# STAT 19000: Project 3 — Fall 2021

Motivation: `data.frames` are the primary data structure you will work with when using R. It is important to understand how to insert, retrieve, and update data in a `data.frame`.

Context: In the previous project we got our feet wet, ran our first R code, and learned about accessing data inside vectors. In this project we will continue to reinforce what we’ve already learned and introduce a new, flexible data structure called `data.frame`s.

Scope: r, data.frames, recycling, factors

Learning Objectives
• Explain what "recycling" is in R and predict behavior of provided statements.

• Explain and demonstrate how R handles missing data: NA, NaN, NULL, etc.

• Demonstrate the ability to use the following functions to solve data-driven problem(s): mean, var, table, cut, paste, rep, seq, sort, order, length, unique, etc.

• Read and write basic (csv) data.

• Explain and demonstrate: positional, named, and logical indexing.

• List the differences between lists, vectors, factors, and data.frames, and when to use each.

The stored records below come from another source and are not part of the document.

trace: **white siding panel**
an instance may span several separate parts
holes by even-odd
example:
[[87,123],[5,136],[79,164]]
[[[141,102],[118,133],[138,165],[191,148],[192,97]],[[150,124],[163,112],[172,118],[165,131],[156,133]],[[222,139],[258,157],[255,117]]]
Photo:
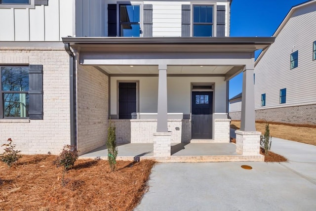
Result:
[[[256,109],[316,103],[316,3],[298,8],[255,68]],[[298,66],[290,69],[290,55],[298,50]],[[286,103],[279,104],[279,90],[286,88]],[[266,93],[266,106],[260,106]]]
[[0,40],[14,40],[14,10],[1,9],[0,12]]
[[49,1],[49,6],[44,7],[45,10],[45,41],[59,40],[59,0]]
[[35,6],[30,9],[30,40],[45,41],[45,15],[44,6]]
[[29,41],[30,40],[29,9],[15,9],[14,15],[15,41]]
[[59,40],[61,41],[62,37],[68,35],[74,36],[76,34],[73,25],[75,25],[75,20],[72,12],[73,10],[72,0],[61,0],[59,1],[59,11],[60,17],[59,18],[60,36]]
[[83,0],[82,7],[82,37],[90,37],[90,1]]

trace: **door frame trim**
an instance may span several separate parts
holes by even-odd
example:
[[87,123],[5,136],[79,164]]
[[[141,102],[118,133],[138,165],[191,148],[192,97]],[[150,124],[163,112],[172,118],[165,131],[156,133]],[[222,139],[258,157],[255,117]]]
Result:
[[[211,85],[212,89],[205,88],[205,89],[194,89],[194,85]],[[190,139],[192,139],[192,92],[193,91],[212,91],[213,92],[213,96],[212,98],[212,114],[214,114],[214,107],[215,107],[215,83],[212,82],[191,82],[191,91],[190,93]],[[212,118],[212,138],[209,140],[214,140],[214,118]]]

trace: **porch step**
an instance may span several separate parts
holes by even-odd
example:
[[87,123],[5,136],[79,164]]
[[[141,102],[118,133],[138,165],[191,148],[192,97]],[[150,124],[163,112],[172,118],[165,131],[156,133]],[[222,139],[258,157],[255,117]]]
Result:
[[[79,159],[95,159],[94,157],[79,156]],[[101,157],[102,160],[107,160],[107,157]],[[205,155],[205,156],[171,156],[166,157],[154,156],[120,156],[117,161],[140,161],[143,160],[154,160],[160,163],[199,163],[199,162],[233,162],[246,161],[264,161],[263,155]]]
[[190,143],[215,143],[213,139],[191,139]]

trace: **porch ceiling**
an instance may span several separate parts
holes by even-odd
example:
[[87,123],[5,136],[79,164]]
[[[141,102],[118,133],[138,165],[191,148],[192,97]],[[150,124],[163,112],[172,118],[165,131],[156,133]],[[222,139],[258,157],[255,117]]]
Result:
[[[101,65],[99,68],[109,74],[158,74],[158,66],[143,65]],[[226,74],[232,66],[168,66],[168,74]],[[241,69],[240,67],[239,69]]]

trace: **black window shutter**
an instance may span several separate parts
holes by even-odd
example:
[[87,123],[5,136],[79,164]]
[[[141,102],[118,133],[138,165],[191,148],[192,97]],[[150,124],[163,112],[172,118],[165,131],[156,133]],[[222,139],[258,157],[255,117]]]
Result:
[[143,37],[153,37],[153,4],[144,4],[144,30]]
[[216,37],[225,36],[225,6],[217,6]]
[[44,5],[47,6],[48,5],[48,0],[35,0],[34,4],[37,5]]
[[190,4],[182,5],[181,37],[190,37]]
[[108,37],[117,37],[117,4],[108,4]]
[[31,120],[43,119],[43,66],[29,66],[29,116]]

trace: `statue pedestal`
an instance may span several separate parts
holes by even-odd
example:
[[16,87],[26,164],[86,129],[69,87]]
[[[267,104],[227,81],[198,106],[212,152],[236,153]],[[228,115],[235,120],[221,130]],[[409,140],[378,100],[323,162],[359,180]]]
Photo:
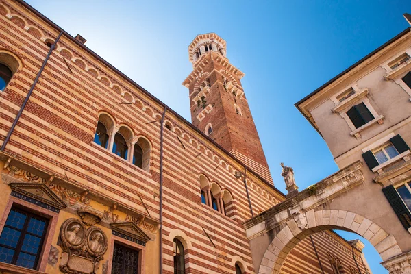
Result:
[[292,184],[290,186],[286,188],[288,193],[287,194],[287,198],[292,197],[292,196],[297,195],[298,193],[298,186],[295,184]]

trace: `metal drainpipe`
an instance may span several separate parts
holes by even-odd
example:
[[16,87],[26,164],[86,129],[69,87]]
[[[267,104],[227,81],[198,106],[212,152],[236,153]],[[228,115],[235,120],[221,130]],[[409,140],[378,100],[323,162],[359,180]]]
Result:
[[311,239],[311,243],[312,243],[312,247],[314,247],[315,255],[316,256],[317,259],[319,260],[319,264],[320,264],[320,269],[321,269],[321,272],[323,273],[323,274],[324,274],[324,270],[323,269],[323,266],[321,265],[321,260],[320,260],[320,257],[319,257],[319,253],[316,251],[316,248],[315,247],[315,245],[314,244],[314,239],[312,238],[312,236],[311,235],[310,235],[310,238]]
[[162,151],[164,123],[166,110],[167,107],[164,106],[160,126],[160,274],[162,273]]
[[16,127],[16,125],[17,125],[17,122],[18,122],[18,120],[20,119],[20,116],[21,116],[21,114],[23,113],[23,111],[24,110],[24,108],[25,108],[27,102],[29,101],[29,99],[30,98],[30,96],[32,96],[32,93],[33,92],[33,90],[34,90],[34,88],[36,87],[36,84],[37,84],[37,82],[38,81],[38,79],[40,78],[40,76],[41,75],[42,71],[45,69],[45,67],[46,66],[46,64],[47,64],[47,61],[49,60],[49,58],[50,58],[50,55],[51,55],[51,51],[53,51],[53,50],[55,47],[57,42],[58,42],[60,37],[63,34],[63,32],[64,32],[62,31],[60,33],[60,34],[58,35],[58,36],[57,36],[57,38],[55,39],[55,40],[54,41],[54,42],[51,45],[51,47],[50,47],[50,50],[49,51],[49,53],[47,54],[47,56],[46,56],[46,59],[45,59],[45,61],[43,62],[43,64],[42,64],[42,66],[41,66],[41,68],[40,68],[38,73],[37,73],[37,76],[36,76],[36,79],[34,79],[34,82],[33,82],[33,84],[32,85],[32,88],[30,88],[30,90],[29,90],[27,95],[26,96],[25,99],[24,99],[24,101],[23,102],[21,107],[20,108],[20,110],[18,110],[18,113],[17,113],[17,116],[16,116],[16,119],[14,119],[14,121],[13,122],[13,124],[12,125],[12,127],[10,127],[10,130],[9,130],[8,133],[7,134],[5,140],[4,140],[4,142],[3,142],[3,145],[1,145],[1,148],[0,148],[0,151],[3,151],[4,149],[5,149],[5,146],[7,145],[7,143],[8,142],[12,134],[13,134],[13,132],[14,131],[14,127]]
[[356,259],[356,255],[354,253],[354,247],[351,245],[353,248],[353,258],[354,259],[354,262],[356,262],[356,265],[357,266],[357,269],[358,269],[358,272],[361,273],[361,269],[360,269],[360,266],[358,266],[358,263],[357,262],[357,259]]
[[254,212],[253,212],[253,206],[251,206],[251,201],[250,200],[250,195],[248,192],[248,187],[247,186],[247,182],[245,182],[245,175],[247,174],[247,166],[244,166],[244,185],[245,186],[245,191],[247,192],[247,197],[249,200],[249,206],[250,207],[250,212],[251,212],[251,217],[254,218]]

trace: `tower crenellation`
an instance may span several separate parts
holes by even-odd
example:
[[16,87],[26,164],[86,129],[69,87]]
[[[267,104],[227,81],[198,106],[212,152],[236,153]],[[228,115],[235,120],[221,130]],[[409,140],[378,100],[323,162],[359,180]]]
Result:
[[272,182],[241,78],[229,63],[226,42],[216,34],[200,34],[188,46],[193,71],[189,90],[192,123],[245,164]]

Make sure to read about, and use the template found here, and the important information about projects submissions here.

## Dataset(s)

The following questions will use the following dataset(s):

• `/depot/datamine/data/olympics/*.csv`

## Questions

### Question 1

Use R code to print the names of the two datasets in the `/depot/datamine/data/olympics` directory.

Read the larger dataset into a data.frame called `olympics`.

Print the first 6 rows of the `olympics` data.frame, and take a look at the columns. Based on that, write 1-2 sentences describing the dataset (how many rows, how many columns, the type of data, etc.) and what it holds.

Items to submit
• Code used to solve this problem.

• Output from running the code.

• 1-2 sentences explaining the dataset.

### Question 2

How many unique sports are accounted for in our `olympics` dataset? Print a list of the sports. Is there any sport that you weren’t expecting? Why or why not?

 R is a case-sensitive language. What this means is that whether or not 1 or more letters in a word are capitalized is important. For example, the following two variables are different. ``````vec <- c(1,2,3) Vec <- c(3,2,1) # note the capital "V" in our variable name print(vec) # will print: 1,2,3 print(Vec) # will print: 3,2,1`````` So, when you are examining a `data.frame` and you see a column name that starts with a capital letter, it is critical that you use the same capitalization when trying to access said column. ``colnames(iris)`` `[1] "Sepal.Length" "Sepal.Width" "Petal.Length" "Petal.Width" "Species"` ``````iris\$"sepal.Length" # will NOT work iris\$"Sepal.length" # will NOT work iris\$"Sepal.Length" # will work``````

Relevant topics: unique, length

Items to submit
• Code used to solve this problem.

• Output from running the code.

• 1-2 sentences explaining the results.

### Question 3

Create a data.frame called `us_athletes` that contains only information on athletes from the USA. Use the column `NOC` (National Olympic Committee 3-letter code). How many rows does `us_athletes` have?

Now, perform the same operation on the `olympics` data.frame, this time containing only the information on the athletes from the country of your choice. Name this new data.frame appropriately. How many rows does it have?

Now, create a data.frame called `both` that contains the information on the athletes from the USA and the country of your choice. How many rows does it have?

Items to submit
• Code used to solve this problem.

• Output from running the code.

• How many rows or athletes in the `us_athletes` dataset?

• How many rows or athletes in the other country’s dataset?

• How many rows or athletes in the `both` dataset?

### Question 4

What percentage of US athletes are women? What percentage of US athletes with gold medals are women?

Relevant topics: prop.table, table, indexing

Items to submit
• Code used to solve this problem.

• Output from running the code.

### Question 5

What is the oldest US athlete to compete based on our `us_athletes` data.frame? At what age, in which sport, and what year did the athlete compete in?

Answer the same questions for your "other" country from question (3) and question (4).

 Make sure you using indexing to only print the athlete’s information (age, sport, year).
Items to submit
• Code used to solve this problem.

• Output from running the code.

• Age, sport, and olympics year that the oldest athlete competed in, for each of your countries.

 Please make sure to double check that your submission is complete, and contains all of your code and output before submitting. If you are on a spotty internet connection, it is recommended to download your submission after submitting it to make sure what you think you submitted, was what you actually submitted.